Gene Mutation Found in NDUFA10 Again Leads to Energy Deficiency and Leigh Syndrome, a Case Report Says
A new mutation in a gene called NDUFA10 was identified as the cause of mitochondria energy metabolism deficiency in a child with Leigh syndrome (LS). This is the third study reporting NDUFA10 gene involvement in LS and its impact on disease symptoms.
The case report, “Widening the Heterogeneity of Leigh Syndrome: Clinical, Biochemical, and Neuroradiologic Features in a Patient Harboring a NDUFA10 Mutation,” was recently published at JIMD Reports.
Leigh syndrome, the most common mitochondrial disorder in children, is an early onset and progressive neurodegenerative disease characterized by considerable clinical and genetic variability. Seventy-five genes that encode components of pathways related to energy production are reported to be associated with LS.
NDUFA10 encodes a subunit of complex I, involved in the process of oxidative phosphorylation, or OXPHOS, that is responsible for the production of energy from nutrients. Previous reports identified two cases of NDUFA10 mutations related to LS development and complex I deficiency.
Researchers described the case of a 32-month-old boy with severe muscular weakness, poorly coordinated movement, and unable to stand and walk at initial evaluation. Magnetic resonance imaging scans showed the child had brain lesions, characterized by swelling and cell death. A global evaluation showed a moderate delay in development.
Over the next year, the boy showed a slight improvement in neurological development, but with intermittent relapses. These acute episodes usually were associated with febrile (non-specific) illness and with only partial recovery, so that a progressive neurologic decline was noted.
Test results and the boy’s profile suggested LS and a defect of energy production metabolism. A detailed biochemical and genetic analysis was subsequently performed to diagnose the disease and confirm the underling deficiency.

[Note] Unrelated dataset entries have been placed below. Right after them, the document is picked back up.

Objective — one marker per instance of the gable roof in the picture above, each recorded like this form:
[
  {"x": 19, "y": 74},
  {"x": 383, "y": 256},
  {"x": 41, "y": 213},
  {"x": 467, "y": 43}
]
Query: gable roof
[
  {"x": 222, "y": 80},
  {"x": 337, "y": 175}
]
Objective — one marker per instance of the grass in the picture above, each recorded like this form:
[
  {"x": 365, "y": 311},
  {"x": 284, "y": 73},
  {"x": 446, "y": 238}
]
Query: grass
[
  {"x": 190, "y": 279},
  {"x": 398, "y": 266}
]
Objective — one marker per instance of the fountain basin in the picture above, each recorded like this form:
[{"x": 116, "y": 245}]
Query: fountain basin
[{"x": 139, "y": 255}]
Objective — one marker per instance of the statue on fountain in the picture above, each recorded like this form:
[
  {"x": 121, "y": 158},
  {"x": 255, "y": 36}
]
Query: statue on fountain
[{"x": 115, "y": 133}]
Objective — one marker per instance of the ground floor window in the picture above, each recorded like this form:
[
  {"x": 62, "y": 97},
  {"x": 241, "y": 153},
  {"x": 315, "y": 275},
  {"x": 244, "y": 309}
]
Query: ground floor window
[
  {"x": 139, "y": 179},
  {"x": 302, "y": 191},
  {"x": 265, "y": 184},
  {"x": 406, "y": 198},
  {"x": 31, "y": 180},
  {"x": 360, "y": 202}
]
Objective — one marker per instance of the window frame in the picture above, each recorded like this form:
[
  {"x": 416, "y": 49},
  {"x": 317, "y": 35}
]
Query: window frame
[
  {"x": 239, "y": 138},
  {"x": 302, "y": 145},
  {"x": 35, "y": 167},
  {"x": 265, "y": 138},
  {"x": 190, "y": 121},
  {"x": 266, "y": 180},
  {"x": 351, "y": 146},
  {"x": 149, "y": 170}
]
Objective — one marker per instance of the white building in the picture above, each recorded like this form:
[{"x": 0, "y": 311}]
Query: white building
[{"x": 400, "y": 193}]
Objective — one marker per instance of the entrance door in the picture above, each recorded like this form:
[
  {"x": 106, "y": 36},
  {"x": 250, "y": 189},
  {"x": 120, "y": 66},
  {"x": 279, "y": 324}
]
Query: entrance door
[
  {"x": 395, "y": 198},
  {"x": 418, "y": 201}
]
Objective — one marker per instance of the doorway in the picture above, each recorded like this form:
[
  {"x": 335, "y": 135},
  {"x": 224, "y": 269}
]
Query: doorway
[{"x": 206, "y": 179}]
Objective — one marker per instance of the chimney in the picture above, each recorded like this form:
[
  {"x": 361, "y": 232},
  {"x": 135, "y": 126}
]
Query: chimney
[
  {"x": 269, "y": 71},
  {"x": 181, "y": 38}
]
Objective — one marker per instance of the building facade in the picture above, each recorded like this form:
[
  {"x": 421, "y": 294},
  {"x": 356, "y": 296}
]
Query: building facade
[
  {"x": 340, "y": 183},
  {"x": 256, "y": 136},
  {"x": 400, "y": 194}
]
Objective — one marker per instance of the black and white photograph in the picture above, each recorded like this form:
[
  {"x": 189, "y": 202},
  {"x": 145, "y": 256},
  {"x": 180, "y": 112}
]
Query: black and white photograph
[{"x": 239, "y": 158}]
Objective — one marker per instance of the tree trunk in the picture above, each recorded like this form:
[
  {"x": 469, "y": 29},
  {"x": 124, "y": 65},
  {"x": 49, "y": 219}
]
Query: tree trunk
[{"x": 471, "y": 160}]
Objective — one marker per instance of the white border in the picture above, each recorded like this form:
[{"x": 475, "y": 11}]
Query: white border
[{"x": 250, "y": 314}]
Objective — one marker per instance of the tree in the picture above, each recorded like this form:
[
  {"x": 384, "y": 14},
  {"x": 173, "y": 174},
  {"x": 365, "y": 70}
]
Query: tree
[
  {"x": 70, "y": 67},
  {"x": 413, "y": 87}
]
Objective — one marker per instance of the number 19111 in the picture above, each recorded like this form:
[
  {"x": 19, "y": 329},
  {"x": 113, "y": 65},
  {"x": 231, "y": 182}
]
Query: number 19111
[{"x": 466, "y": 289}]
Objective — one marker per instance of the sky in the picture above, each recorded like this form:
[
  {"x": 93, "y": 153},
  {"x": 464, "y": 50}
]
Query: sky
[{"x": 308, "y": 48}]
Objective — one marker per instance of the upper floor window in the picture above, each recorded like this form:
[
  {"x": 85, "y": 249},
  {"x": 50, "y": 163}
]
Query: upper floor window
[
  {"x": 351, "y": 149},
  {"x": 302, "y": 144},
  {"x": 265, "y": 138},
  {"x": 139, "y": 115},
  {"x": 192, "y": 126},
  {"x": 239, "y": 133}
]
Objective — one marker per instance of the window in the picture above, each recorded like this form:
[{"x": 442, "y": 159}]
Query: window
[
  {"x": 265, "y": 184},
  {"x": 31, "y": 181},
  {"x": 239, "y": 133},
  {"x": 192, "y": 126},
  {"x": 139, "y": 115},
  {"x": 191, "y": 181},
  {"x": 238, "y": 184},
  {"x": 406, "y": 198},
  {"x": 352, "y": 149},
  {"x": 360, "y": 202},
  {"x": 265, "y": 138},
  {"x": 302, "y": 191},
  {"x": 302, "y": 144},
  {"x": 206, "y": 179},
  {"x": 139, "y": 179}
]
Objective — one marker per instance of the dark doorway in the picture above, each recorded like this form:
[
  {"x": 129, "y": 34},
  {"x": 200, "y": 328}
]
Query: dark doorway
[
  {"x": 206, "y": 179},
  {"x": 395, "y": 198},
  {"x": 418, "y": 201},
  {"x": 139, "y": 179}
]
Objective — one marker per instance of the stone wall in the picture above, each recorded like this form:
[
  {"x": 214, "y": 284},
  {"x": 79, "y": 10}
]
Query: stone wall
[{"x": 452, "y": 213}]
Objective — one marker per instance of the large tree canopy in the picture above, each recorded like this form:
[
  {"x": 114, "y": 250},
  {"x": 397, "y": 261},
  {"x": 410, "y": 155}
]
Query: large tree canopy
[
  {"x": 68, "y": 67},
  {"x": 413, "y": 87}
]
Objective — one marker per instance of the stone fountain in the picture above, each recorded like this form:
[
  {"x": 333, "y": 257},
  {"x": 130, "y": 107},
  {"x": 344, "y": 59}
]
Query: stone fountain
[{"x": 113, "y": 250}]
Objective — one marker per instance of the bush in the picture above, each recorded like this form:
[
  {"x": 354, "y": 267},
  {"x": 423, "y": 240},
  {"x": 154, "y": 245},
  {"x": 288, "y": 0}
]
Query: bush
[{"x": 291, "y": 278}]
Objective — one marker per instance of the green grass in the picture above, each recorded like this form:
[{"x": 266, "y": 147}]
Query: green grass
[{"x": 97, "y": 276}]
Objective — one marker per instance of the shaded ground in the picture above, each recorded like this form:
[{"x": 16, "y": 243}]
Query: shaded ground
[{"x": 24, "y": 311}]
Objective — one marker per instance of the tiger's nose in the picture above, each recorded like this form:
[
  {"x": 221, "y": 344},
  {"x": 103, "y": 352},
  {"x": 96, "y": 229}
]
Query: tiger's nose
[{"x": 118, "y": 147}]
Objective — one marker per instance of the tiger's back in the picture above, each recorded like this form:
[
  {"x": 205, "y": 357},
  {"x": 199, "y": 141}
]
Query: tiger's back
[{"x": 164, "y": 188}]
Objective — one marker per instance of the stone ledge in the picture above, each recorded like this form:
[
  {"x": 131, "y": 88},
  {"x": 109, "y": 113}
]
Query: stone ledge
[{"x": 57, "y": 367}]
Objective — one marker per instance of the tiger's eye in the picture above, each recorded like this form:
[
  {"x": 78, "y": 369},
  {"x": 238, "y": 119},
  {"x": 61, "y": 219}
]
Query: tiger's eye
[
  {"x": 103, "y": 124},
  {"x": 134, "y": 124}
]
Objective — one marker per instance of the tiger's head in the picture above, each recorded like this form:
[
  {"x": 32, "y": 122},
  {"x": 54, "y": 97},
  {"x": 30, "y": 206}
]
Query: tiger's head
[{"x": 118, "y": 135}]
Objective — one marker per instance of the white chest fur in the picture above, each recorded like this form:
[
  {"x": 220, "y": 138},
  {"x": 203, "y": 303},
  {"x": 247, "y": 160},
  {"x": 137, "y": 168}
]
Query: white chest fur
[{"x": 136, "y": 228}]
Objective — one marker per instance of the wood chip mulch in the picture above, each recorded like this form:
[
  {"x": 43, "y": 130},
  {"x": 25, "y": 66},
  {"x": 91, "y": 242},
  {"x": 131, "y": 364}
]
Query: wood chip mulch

The researchers confirmed a deficiency in cell energy production, with insufficient complex I activity , and they assigned this to a mutation found in the NDUFA10 gene. This mutation has been reported previously.

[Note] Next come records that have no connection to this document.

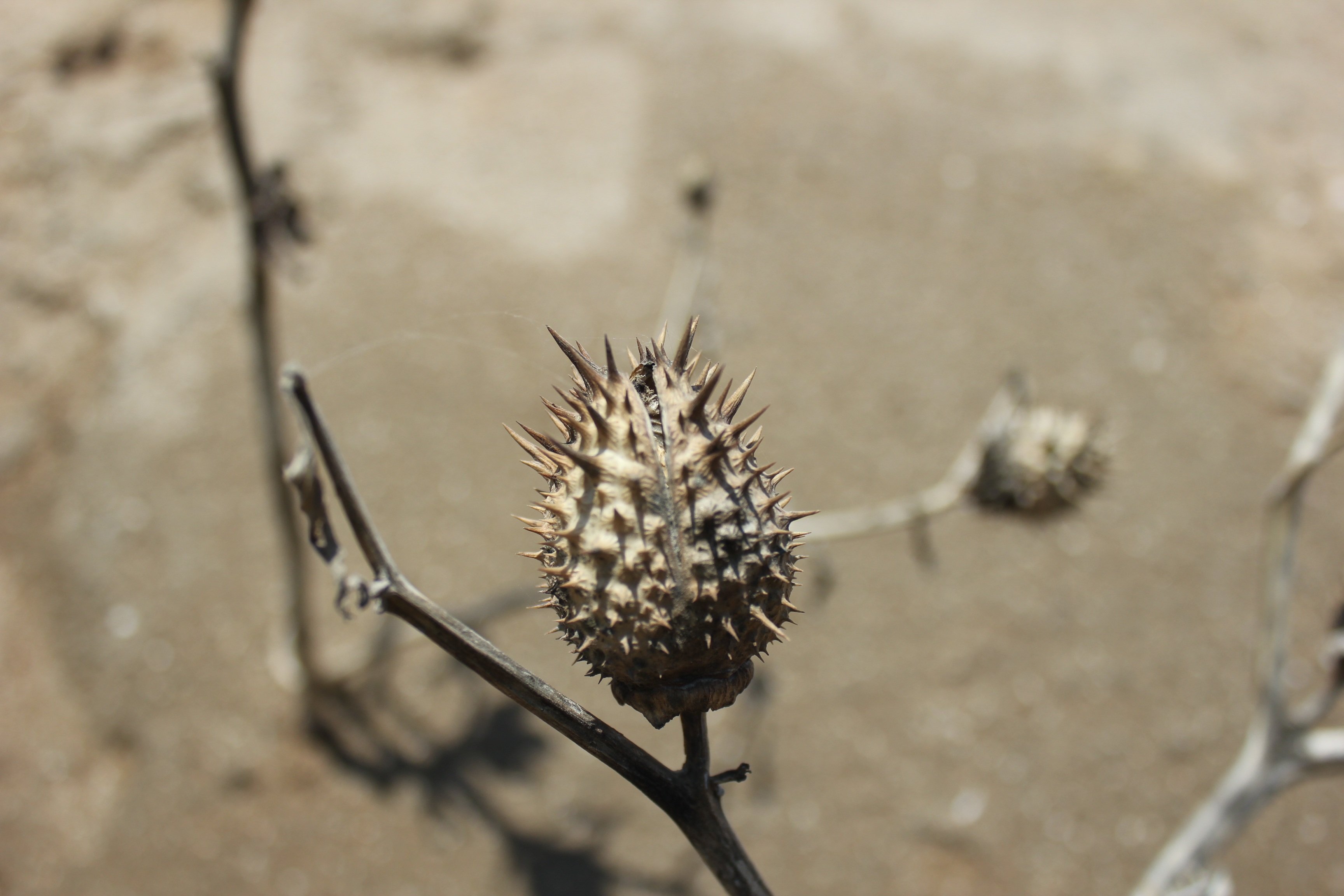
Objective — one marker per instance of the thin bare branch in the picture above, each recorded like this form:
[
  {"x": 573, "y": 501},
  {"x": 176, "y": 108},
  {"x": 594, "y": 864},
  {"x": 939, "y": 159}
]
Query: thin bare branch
[
  {"x": 261, "y": 215},
  {"x": 691, "y": 275},
  {"x": 689, "y": 796},
  {"x": 1280, "y": 750},
  {"x": 1323, "y": 750}
]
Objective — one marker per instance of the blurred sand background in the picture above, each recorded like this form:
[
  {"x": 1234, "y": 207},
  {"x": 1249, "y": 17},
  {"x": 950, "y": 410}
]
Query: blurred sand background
[{"x": 1140, "y": 203}]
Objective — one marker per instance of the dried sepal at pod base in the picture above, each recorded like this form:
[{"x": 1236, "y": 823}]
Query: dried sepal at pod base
[
  {"x": 666, "y": 544},
  {"x": 1042, "y": 460}
]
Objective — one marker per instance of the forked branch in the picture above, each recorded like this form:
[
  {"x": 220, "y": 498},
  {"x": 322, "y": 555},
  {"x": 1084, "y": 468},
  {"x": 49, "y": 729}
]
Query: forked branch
[
  {"x": 1283, "y": 746},
  {"x": 690, "y": 796},
  {"x": 271, "y": 217}
]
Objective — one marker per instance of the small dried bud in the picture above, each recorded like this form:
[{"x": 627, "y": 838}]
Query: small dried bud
[
  {"x": 1042, "y": 460},
  {"x": 666, "y": 547}
]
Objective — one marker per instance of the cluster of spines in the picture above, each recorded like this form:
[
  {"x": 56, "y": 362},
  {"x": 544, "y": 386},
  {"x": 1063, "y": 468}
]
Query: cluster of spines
[{"x": 666, "y": 546}]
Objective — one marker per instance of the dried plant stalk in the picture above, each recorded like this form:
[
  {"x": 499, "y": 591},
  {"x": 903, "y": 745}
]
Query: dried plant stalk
[{"x": 1283, "y": 746}]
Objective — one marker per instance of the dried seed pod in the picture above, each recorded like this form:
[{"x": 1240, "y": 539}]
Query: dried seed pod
[
  {"x": 1042, "y": 460},
  {"x": 666, "y": 547}
]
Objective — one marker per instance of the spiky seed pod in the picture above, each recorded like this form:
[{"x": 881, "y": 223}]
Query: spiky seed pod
[
  {"x": 1042, "y": 460},
  {"x": 666, "y": 547}
]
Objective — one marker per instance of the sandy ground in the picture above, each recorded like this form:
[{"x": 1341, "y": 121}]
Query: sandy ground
[{"x": 1141, "y": 205}]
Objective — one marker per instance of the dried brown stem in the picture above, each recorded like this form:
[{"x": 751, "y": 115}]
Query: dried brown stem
[
  {"x": 261, "y": 218},
  {"x": 948, "y": 494},
  {"x": 689, "y": 796},
  {"x": 1281, "y": 747},
  {"x": 693, "y": 277}
]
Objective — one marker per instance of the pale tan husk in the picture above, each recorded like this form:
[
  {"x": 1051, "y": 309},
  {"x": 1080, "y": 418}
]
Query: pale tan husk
[
  {"x": 667, "y": 549},
  {"x": 1043, "y": 460}
]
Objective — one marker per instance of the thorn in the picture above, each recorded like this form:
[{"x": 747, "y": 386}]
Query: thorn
[
  {"x": 527, "y": 446},
  {"x": 683, "y": 348},
  {"x": 560, "y": 411},
  {"x": 730, "y": 406},
  {"x": 760, "y": 614},
  {"x": 741, "y": 428},
  {"x": 585, "y": 367},
  {"x": 696, "y": 406},
  {"x": 546, "y": 471},
  {"x": 546, "y": 441},
  {"x": 612, "y": 374}
]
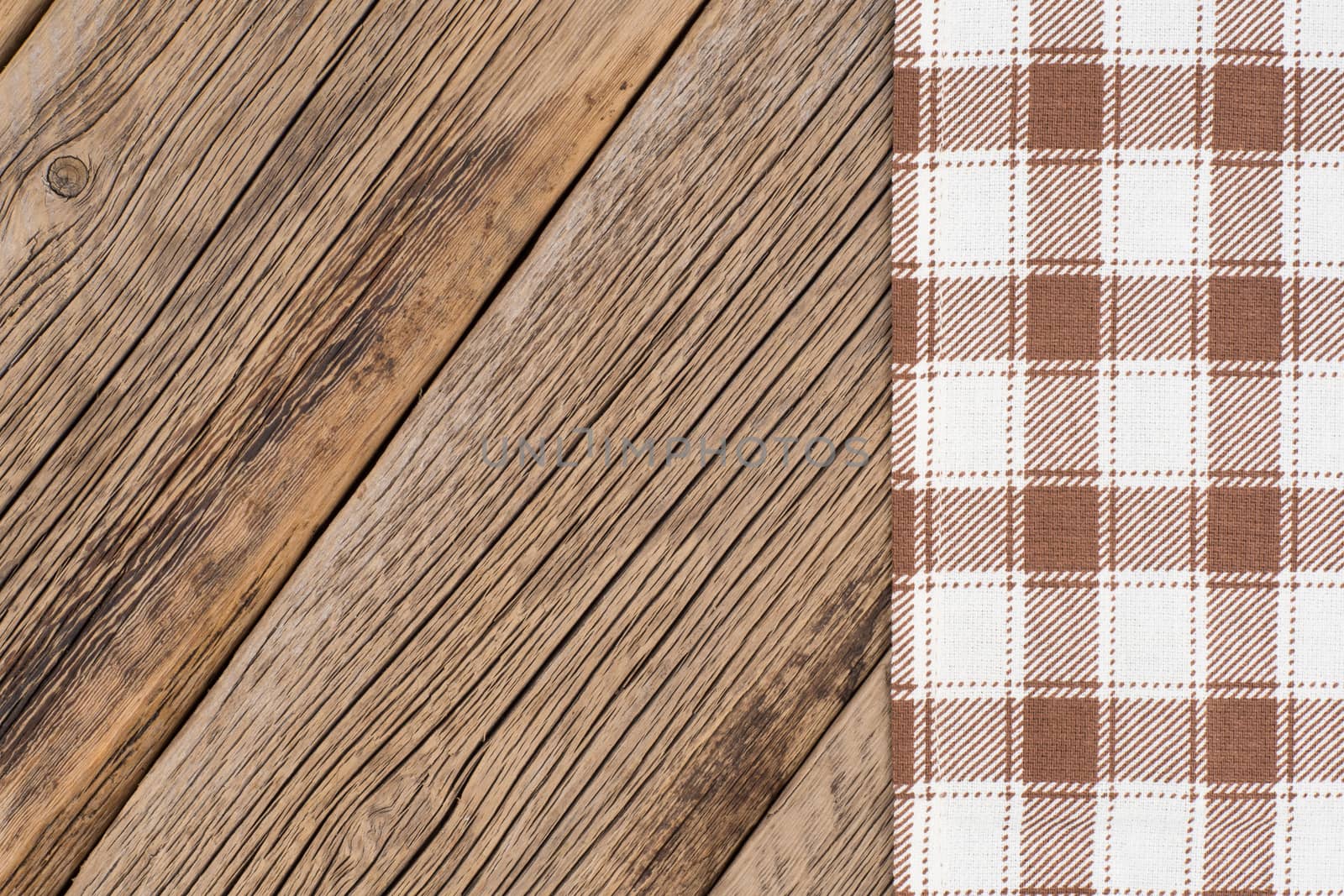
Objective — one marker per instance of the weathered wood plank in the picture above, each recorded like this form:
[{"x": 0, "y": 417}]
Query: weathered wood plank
[
  {"x": 296, "y": 207},
  {"x": 17, "y": 22},
  {"x": 588, "y": 680},
  {"x": 830, "y": 832}
]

Two different mutations in this gene also were described in a patient with LS. However, in contrast to that study, the current report showed the child had more moderate symptoms with later age of onset, longer survival, and no evidence of heart disease. This may suggest that NDUFA10 mutations can have different effects in brain and cardiac muscle.
“Our data suggest that even in patients apparently sharing the same genotype, the variability of single mutations may lead to different clinical, biochemical, and neuroradiologic phenotype,” the authors concluded.